Похоже, время перевалило далеко за полдень, но солнца не было. Я понимал, что воздух вокруг меня сырой и промозглый, но ощущение это шло от ума, а не от органов чувств – ни влаги, ни холода я не ощущал. Над унылым пейзажем, словно проклятие, нависали низкие свинцовые тучи. Все кругом дышало угрозой, там и тут виделись мне недобрые предзнаменования и вестники злодеяния, приметы обреченности. Ни птиц, ни зверей, ни жуков, ни мошек – ничего живого. Ветер ныл в голых сучьях мертвых деревьев; серая трава, припав к земле, шептала ей свои страшные тайны. Но больше ни один звук, ни одно движение не нарушали мрачного покоя безотрадного пейзажа.
Я видел среди травы множество разрушенных непогодой рукотворных камней. Они растрескались, поросли мхом, наполовину ушли в землю. Некоторые лежали плашмя, другие торчали в стороны, но ни один не стоял прямо. Это были надгробья, но самих могил давно не существовало: от них не осталось ни холмиков, ни впадин – все сровняло время. Где-то чернели каменные глыбы покрупнее – видимо, некогда там была могила, честолюбивый обитатель которой в свое время бросил тщетный вызов забвению. Эти развалины казались очень древними, а следы людского тщеславия, знаки привязанности и благочестия – истертыми, разбитыми и грязными. И вся эта местность была такой пустынной, заброшенной, всеми позабытой, что я невольно представил себя первооткрывателем доисторического захоронения народа, имени которого не сохранилось.
Погруженный в эти мысли, я совсем забыл обо всех предшествующих событиях и вдруг подумал: «А как я попал сюда?»
После недолгих раздумий я нашел разгадку (весьма меня удручившую) той таинственности, в которую моя фантазия облекла все видимое и слышимое. Я был болен, очень болен. Я вспомнил, как мучила меня жестокая лихорадка и как, по словам моей семьи, в бреду я беспрестанно требовал свободы и свежего воздуха. Родные силой удерживали меня в постели, не давая убежать из дому. Но все-таки я сумел обмануть бдительность врачей и близких – и теперь очутился… Но где же? Мне это было неведомо. Однако было ясно, что зашел я довольно далеко от родного города – древнего и славного города Каркосы.
Ничто не говорило о присутствии здесь людей: не видно было дымов, не слышно ни собачьего лая, ни мычания коров, ни криков играющих детей – ничего, кроме кладбища, окутанного тоской, тайнами и ужасом, созданными моим собственным больным воображением. Неужели снова начинается горячка и никто не придет мне на помощь? А не порождение ли безумия все, что я вижу кругом? Я закричал, стал звать жену и детей, искал их невидимые руки, пробираясь среди обломков камней по иссохшей, мертвой траве.

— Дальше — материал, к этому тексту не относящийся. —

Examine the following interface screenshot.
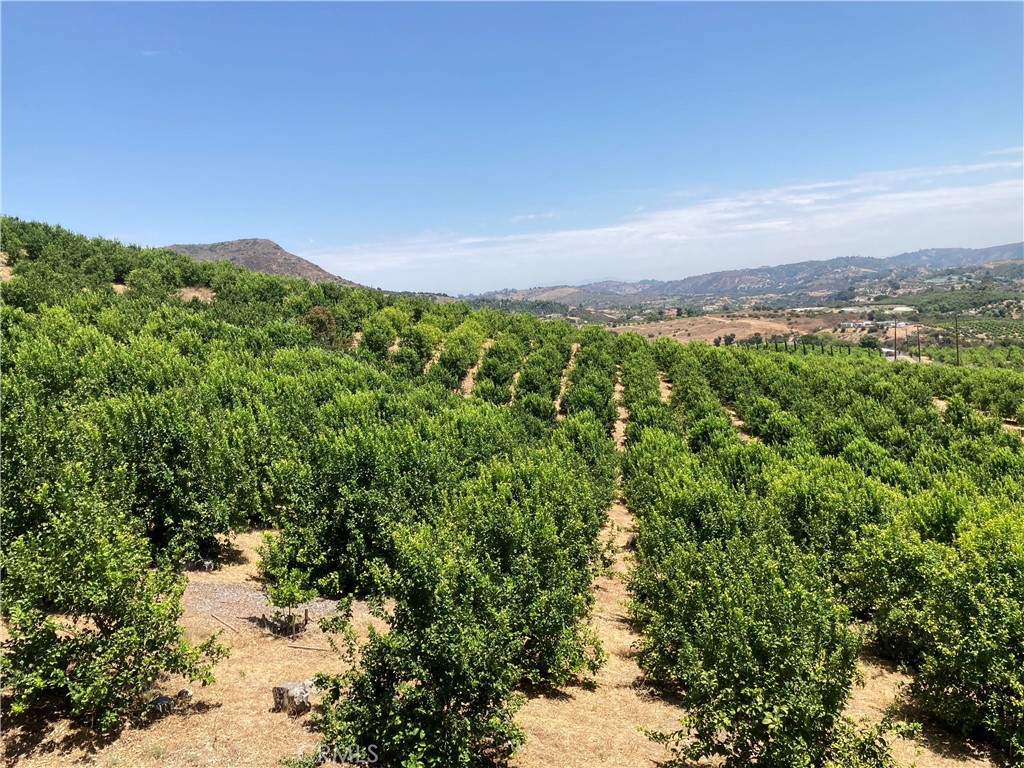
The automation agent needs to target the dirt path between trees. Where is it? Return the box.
[555,342,580,419]
[461,339,495,397]
[512,366,681,768]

Шум позади заставил меня остановиться и обернуться. Ко мне приближался хищный зверь – это была пума.
«Если свалюсь в лихорадке здесь, в этой пустыне, – зверь меня растерзает!» – пронеслось у меня в голове.
Я бросился на нее с громкими воплями. Но животное невозмутимо пробежало мимо на расстоянии вытянутой руки и скрылось за одной из каменных плит. Минуту спустя невдалеке как из-под земли появилась голова человека – он поднимался по склону небольшого холма, вершина которого едва возвышалась над окружающей равниной. Вскоре вся его фигура выросла на фоне серого неба. Полуобнаженное тело прикрывала одежда из шкур. Нечесаные волосы свисали космами, длинная борода свалялась. В одной руке он держал лук и стрелы, в другой нес пылающий факел, за которым тянулся хвост черного дыма. Человек ступал медленно и осторожно, словно боясь провалиться в могилу под высокой травой.

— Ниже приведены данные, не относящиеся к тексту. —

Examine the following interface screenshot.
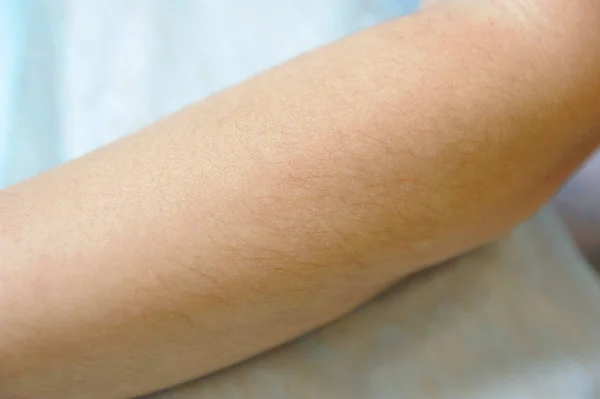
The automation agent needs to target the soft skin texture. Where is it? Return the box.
[0,0,600,399]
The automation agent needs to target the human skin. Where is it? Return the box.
[555,153,600,270]
[0,0,600,399]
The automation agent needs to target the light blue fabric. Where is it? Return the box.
[0,0,418,187]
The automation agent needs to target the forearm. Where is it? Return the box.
[0,1,600,399]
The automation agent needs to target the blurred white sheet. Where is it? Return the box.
[0,0,600,399]
[0,0,417,187]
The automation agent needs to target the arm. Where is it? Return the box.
[0,1,600,399]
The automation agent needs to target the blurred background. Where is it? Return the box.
[0,0,600,263]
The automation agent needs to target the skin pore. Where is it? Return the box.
[0,0,600,399]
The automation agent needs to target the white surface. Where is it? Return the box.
[144,209,600,399]
[0,0,600,399]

Видение было странным. Оно удивило, но не испугало меня, поэтому, направившись ему наперерез, я поприветствовал его:
– Да хранит тебя Всевышний!
Но он продолжал свой путь, не замедляя шагов, – будто и не слышал меня.
– Добрый незнакомец, – продолжал я, – я заблудился, я болен. Прошу тебя, покажи мне дорогу на Каркосу.

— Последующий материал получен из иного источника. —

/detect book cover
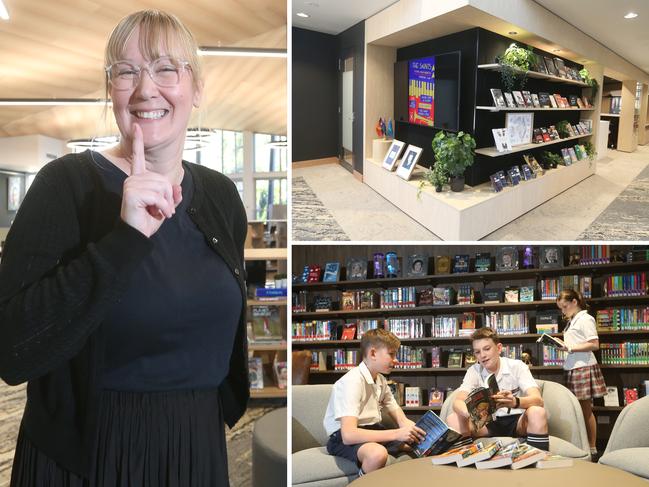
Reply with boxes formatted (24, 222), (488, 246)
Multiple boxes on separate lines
(490, 88), (507, 108)
(456, 441), (502, 467)
(510, 443), (547, 470)
(536, 453), (573, 468)
(512, 91), (525, 108)
(536, 333), (566, 348)
(413, 410), (462, 457)
(475, 441), (519, 470)
(464, 374), (500, 431)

Человек прошел мимо. А затем, удаляясь, вдруг загорланил дикую песню – слова мне были непонятны, язык неизвестен. С ветки мертвого дерева зловеще прокричала сова, в отдалении откликнулась другая. Поглядев на небо, я увидел в разрыве облаков Альдебаран и Гиады[5]. Все говорило о том, что наступила ночь: дикая кошка, человек с факелом, сова. Однако я видел их совершенно отчетливо, как днем, я видел даже звезды, хотя вокруг не было ночного мрака! Да, я все видел, но меня не видел и не слышал никто! Что же за ужасные чары меня околдовали?
Я присел у корней высокого дерева и решил обдумать свое положение. Теперь я понял, что безумен, но все же в этом убеждении оставалось место для сомнения. Я не ощущал никаких признаков лихорадки. Напротив – испытывал неведомый прежде прилив сил и энергии, некое духовное и физическое возбуждение. Все чувства мои были необычайно обострены: я ощущал плотность воздуха, я слышал тишину.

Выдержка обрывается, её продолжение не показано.